NHL not going to Olympics due to COVID-19 surge


The NHL and NHLPA have come to an agreement to not have players participate in the 2022 Winter Olympic men’s hockey tournament in Beijing, multiple sources told ESPN.

The NHL and NHLPA had negotiated Olympic participation in 2022 and 2026 into their newest collective bargaining agreement after NHL players did not participate in the 2018 Olympics in Pyeongchang, South Korea. The only caveat for the Beijing Olympics in February 2022 was if the current NHL regular season was “materially impacted” by COVID-19 postponements. As of Dec. 21, the NHL has postponed 50 games because of outbreaks on teams and has paused its season through Christmas, apparently meeting that threshold.

The NHL had until Jan. 10 to opt out of Olympic participation without financial penalty and the NHLPA said it expected a decision on participation to be made before that date.

A formal announcement on opting out of the Beijing Games is expected within the next 24 hours.

Attention will now turn to using the scheduled break for the Olympics — Feb. 6-22 — for rescheduling games. The NHL All-Star game is still scheduled for Feb. 5.

Sources say those could include currently postponed games or potentially games that are scheduled for later in the season being moved up on the schedule, given the lack of arena availability during the break. While the NHL asked its arenas not to book events during the break on the chance that players didn’t participate in the Olympics, many buildings booked concerts and other events, seeking to make up for their own lost revenue during the pandemic.

It’s expected there will still be some semblance of a break in the schedule for the players. Predators general manager David Poile told ESPN 102.5 The Game in Nashville that he believed there would be a “compromise” for the amount of time players will have off, with games being crammed into the final week of that break. He also floated the idea that the regular season could be extended by a week.

News of the expected Olympic decision was met with frustration and sadness from the players that would have represented their nations at the Beijing Games.

“I’ve been fortunate enough to be part of two [Olympics]. I definitely feel for the they guys who have missed numerous opportunities. It’s not something where it’s the next year or you push it a couple of months. These are experiences of a lifetime that you don’t get very many of as an athlete,” said Penguins captain Sidney Crosby.

Two Winnipeg Jets players that appeared headed for Team USA expressed their regret on Tuesday.

“Yeah, that sucks. I think everyone was looking forward to this.
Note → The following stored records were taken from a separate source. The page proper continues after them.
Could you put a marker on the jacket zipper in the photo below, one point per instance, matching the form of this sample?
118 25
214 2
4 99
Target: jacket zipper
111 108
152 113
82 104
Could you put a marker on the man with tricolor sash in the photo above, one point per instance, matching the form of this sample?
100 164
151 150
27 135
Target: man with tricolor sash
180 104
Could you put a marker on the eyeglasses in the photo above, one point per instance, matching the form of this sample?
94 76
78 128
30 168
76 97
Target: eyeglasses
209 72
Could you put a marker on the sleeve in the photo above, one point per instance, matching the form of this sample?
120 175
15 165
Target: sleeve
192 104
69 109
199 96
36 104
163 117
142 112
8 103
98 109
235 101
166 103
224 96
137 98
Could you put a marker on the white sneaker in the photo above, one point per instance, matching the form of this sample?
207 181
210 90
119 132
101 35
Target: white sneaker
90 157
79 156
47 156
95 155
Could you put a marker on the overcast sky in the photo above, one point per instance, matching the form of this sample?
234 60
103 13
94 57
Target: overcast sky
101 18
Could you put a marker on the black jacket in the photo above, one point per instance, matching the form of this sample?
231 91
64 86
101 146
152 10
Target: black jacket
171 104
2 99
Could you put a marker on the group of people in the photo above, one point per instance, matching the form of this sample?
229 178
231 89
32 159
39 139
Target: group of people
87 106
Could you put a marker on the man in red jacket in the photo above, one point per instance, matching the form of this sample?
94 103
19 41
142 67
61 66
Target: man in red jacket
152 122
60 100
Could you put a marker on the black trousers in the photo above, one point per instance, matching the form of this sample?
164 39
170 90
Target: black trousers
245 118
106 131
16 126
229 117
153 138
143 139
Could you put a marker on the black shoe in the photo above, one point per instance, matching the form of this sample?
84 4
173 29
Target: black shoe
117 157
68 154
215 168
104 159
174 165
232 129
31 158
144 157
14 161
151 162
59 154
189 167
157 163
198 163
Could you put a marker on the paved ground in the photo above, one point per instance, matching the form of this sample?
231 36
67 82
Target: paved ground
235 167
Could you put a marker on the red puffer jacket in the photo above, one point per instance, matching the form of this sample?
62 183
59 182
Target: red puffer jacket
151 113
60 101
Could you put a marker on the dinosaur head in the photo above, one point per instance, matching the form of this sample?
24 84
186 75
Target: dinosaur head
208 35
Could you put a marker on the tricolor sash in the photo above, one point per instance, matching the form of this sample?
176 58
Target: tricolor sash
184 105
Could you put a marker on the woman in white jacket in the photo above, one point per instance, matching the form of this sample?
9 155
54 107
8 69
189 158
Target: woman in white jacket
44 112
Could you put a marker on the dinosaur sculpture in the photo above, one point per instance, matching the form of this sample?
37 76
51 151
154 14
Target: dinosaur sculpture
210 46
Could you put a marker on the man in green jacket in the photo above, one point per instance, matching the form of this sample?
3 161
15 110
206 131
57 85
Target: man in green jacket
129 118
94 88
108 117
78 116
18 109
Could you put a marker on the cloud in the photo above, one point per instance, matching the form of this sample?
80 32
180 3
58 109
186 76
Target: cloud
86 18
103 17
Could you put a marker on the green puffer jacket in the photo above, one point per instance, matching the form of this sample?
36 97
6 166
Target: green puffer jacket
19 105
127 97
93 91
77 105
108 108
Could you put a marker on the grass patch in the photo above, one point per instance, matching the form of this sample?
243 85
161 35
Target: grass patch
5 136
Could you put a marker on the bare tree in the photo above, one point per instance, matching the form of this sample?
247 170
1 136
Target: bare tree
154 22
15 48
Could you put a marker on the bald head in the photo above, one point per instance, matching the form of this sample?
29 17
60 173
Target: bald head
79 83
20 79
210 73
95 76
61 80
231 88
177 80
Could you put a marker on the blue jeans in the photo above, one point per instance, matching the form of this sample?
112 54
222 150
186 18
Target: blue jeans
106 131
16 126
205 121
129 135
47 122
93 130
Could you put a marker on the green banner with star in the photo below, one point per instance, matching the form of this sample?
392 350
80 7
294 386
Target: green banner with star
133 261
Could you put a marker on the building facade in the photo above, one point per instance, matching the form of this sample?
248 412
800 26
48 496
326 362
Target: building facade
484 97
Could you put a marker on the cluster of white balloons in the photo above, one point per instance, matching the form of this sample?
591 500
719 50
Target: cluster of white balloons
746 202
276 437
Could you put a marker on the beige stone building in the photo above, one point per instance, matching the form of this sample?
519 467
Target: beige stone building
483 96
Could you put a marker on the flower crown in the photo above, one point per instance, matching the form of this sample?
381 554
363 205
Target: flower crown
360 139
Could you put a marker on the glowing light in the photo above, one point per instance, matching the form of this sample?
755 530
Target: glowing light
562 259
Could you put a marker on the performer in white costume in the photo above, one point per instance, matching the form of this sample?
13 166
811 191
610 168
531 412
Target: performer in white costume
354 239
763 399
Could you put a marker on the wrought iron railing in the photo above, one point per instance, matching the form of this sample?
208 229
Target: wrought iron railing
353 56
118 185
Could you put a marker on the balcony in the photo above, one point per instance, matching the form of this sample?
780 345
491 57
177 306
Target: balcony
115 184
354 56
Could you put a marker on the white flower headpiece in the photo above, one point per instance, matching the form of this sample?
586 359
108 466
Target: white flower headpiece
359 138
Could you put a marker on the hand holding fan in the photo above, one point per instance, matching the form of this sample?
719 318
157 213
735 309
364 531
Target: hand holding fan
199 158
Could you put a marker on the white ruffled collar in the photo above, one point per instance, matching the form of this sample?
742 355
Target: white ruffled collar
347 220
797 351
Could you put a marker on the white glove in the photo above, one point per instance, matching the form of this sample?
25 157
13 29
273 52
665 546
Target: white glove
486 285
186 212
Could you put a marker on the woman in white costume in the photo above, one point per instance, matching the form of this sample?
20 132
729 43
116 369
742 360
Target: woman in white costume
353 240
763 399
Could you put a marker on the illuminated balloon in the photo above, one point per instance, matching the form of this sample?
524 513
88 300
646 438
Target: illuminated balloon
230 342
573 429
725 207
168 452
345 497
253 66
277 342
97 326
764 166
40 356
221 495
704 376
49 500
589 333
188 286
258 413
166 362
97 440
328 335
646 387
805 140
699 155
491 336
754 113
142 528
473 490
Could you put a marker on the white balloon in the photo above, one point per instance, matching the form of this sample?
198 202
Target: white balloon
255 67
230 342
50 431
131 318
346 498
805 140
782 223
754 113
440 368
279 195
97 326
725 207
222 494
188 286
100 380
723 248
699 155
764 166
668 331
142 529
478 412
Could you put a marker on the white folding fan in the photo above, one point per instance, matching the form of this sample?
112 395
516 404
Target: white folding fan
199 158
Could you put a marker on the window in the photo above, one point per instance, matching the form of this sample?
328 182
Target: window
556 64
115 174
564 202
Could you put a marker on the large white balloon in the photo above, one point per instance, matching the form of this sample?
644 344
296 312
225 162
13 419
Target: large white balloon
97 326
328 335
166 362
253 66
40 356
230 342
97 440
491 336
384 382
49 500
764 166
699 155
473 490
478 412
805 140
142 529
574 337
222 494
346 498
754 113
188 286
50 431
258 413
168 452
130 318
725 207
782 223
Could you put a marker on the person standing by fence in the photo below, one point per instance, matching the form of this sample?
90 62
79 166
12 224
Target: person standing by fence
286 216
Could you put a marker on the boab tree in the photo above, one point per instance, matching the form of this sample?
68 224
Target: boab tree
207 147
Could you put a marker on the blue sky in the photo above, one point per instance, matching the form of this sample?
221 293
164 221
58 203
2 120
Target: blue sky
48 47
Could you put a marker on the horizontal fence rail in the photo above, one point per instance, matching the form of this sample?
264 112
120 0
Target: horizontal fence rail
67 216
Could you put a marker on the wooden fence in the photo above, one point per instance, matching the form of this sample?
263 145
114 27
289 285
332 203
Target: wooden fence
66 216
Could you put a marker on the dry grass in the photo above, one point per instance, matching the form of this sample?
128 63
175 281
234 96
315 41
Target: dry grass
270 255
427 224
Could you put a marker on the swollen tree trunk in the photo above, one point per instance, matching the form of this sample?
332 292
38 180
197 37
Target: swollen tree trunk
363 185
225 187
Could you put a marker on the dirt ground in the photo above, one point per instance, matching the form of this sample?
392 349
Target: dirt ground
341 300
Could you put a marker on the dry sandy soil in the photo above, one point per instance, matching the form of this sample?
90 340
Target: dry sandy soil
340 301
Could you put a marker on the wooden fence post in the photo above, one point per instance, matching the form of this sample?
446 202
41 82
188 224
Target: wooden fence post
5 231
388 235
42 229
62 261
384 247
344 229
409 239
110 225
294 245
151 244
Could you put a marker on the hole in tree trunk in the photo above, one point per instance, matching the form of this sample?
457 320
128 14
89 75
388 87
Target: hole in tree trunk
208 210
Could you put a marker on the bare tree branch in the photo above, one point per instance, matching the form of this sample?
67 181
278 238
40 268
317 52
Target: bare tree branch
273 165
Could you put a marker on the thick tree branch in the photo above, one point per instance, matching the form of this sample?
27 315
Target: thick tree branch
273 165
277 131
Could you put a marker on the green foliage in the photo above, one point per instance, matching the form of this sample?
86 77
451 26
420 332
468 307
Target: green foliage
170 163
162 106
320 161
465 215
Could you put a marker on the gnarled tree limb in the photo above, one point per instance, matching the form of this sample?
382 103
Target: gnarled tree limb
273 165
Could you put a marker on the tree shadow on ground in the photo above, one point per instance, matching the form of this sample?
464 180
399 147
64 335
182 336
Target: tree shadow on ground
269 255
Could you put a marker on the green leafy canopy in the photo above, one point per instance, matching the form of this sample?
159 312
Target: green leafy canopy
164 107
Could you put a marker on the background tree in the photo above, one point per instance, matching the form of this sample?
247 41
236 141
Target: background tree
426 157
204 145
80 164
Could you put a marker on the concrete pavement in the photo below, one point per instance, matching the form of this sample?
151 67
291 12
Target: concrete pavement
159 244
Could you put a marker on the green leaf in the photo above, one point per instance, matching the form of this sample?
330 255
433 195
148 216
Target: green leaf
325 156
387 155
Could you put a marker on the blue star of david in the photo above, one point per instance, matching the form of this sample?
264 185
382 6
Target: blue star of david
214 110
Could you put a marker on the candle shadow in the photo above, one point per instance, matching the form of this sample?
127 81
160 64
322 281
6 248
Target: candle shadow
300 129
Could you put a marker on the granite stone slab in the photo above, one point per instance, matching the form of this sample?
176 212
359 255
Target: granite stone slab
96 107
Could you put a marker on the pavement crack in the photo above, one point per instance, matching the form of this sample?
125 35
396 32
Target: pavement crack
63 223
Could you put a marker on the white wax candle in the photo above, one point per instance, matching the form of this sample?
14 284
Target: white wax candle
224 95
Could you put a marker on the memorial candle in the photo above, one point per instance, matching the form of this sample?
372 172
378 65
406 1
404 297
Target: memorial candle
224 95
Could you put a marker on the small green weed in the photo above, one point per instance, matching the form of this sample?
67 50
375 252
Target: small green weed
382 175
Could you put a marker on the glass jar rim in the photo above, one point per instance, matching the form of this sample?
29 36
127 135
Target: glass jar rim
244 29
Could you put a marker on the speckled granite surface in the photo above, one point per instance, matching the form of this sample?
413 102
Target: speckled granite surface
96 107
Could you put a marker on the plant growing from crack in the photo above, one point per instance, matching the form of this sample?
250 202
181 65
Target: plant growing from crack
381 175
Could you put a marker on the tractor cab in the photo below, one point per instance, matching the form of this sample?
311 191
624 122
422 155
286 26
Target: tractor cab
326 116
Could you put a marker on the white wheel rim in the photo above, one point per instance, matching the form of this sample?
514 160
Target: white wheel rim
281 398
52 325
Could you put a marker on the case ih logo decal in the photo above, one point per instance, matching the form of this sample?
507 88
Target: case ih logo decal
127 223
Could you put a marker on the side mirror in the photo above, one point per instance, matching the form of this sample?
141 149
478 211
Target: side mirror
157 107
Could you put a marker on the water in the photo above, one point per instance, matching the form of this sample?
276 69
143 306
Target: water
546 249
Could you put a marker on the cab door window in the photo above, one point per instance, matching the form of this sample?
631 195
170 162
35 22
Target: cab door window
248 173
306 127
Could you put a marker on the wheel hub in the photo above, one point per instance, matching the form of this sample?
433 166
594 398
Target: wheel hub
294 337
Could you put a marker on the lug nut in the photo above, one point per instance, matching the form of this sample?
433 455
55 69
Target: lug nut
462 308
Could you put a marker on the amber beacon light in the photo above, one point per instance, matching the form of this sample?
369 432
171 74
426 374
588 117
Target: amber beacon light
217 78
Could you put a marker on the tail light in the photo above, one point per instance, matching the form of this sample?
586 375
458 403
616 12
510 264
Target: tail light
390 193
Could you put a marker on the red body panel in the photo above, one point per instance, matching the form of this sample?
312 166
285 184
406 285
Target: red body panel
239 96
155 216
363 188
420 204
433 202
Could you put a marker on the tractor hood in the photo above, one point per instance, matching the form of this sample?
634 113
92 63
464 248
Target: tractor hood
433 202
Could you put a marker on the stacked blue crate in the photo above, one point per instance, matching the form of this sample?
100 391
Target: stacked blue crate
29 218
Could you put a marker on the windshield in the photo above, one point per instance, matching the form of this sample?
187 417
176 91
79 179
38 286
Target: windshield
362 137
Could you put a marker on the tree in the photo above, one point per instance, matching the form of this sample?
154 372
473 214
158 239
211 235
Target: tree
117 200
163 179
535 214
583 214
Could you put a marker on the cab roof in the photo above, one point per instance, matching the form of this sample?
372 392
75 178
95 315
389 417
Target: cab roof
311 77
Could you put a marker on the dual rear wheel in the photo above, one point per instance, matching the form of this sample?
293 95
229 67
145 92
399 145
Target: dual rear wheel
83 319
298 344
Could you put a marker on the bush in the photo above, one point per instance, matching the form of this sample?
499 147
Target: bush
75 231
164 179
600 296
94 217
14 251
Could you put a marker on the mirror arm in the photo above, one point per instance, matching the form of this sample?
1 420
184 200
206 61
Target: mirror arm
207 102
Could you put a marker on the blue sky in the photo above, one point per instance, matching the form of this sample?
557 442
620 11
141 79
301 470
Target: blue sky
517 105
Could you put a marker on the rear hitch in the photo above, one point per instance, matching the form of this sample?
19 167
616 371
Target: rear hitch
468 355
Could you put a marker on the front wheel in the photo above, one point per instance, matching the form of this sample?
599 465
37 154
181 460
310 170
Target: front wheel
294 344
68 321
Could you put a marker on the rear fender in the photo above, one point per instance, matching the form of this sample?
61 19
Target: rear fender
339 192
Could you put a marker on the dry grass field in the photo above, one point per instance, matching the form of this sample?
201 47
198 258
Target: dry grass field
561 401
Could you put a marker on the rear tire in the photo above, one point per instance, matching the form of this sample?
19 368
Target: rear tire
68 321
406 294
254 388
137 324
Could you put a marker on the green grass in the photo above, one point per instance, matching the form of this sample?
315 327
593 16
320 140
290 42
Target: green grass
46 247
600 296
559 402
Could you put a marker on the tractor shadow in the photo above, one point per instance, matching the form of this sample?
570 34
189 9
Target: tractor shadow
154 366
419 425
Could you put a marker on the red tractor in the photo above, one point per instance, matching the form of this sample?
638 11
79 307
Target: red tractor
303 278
We made it a big part of our collective bargaining agreement as the players, to bring the Olympics back,” said Kyle Connor. “Whether it’s about different circumstances about going to China with COVID and everything, I think it would have been a great tournament.”

Goalie Connor Hellebuyck, a potential starter for the Americans, was worried about his status for the 2026 Olympics in Italy.

“If the next one’s in four years, I’ll be 32. I know I’ll be playing my best hockey, but it’s going to be a different story,” he said.

The Olympic rosters will now be filled by a combination of amateur players and professionals playing in leagues outside of the NHL. That could include North American minor leagues, and overseas professional leagues like Russia’s KHL. This was the setup for teams in the Pyeongchang Olympics, where the Olympic Athletes from Russia won gold.